TEMPO.CO, Jakarta - Juru Kampanye Forest Watch Indonesia (FWI) Agung Ady Setyawan menyatakan banjir di wilayah Ibu Kota Nusantara atau IKN tidak semata-mata terjadi karena hujan lebat. Menurut dia, ada faktor lain yang datang dari dampak pembangunan IKN.
Agung menyebut sebagian besar daerah aliran sungai (DAS) Riko Manggar masuk wilayah IKN. Luasnya sekitar 220 ribu hektare dan pada sebagian wilayahnya ada perizinan industri ekstraktif. Industri tersebut mengolah bahan baku sawit maupun produk hasil hutan tanaman industri (HTI).

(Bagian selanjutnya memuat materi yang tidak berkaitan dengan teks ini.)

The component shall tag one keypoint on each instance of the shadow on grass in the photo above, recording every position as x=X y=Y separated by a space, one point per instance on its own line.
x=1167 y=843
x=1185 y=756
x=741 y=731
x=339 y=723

"Bisa kita lihat juga mereka tentu melakukan deforestasi dalam awal melaksanakan kegiatan usahanya," kata Agung dalam diskusi bertajuk Membaca Makna Banjir Sepaku dan IKN yang disiarkan langsung di YouTube TV Desa pada Rabu, 22 Maret 2023.
Dalam catatan FWI selama lima tahun terakhir, kata Agung, setidaknya ada 18 ribu hektare hutan yang rusak. Dari analisis FWI, banjir yang terjadi di wilayah IKN pun berkaitan dengan pembangunan yang terjadi. Sebab dalam catatan FWI, ssjak pertengahan Septemb hingga Desember 2022, ada sekitar 14 ribu hektar hutan yang dibabat.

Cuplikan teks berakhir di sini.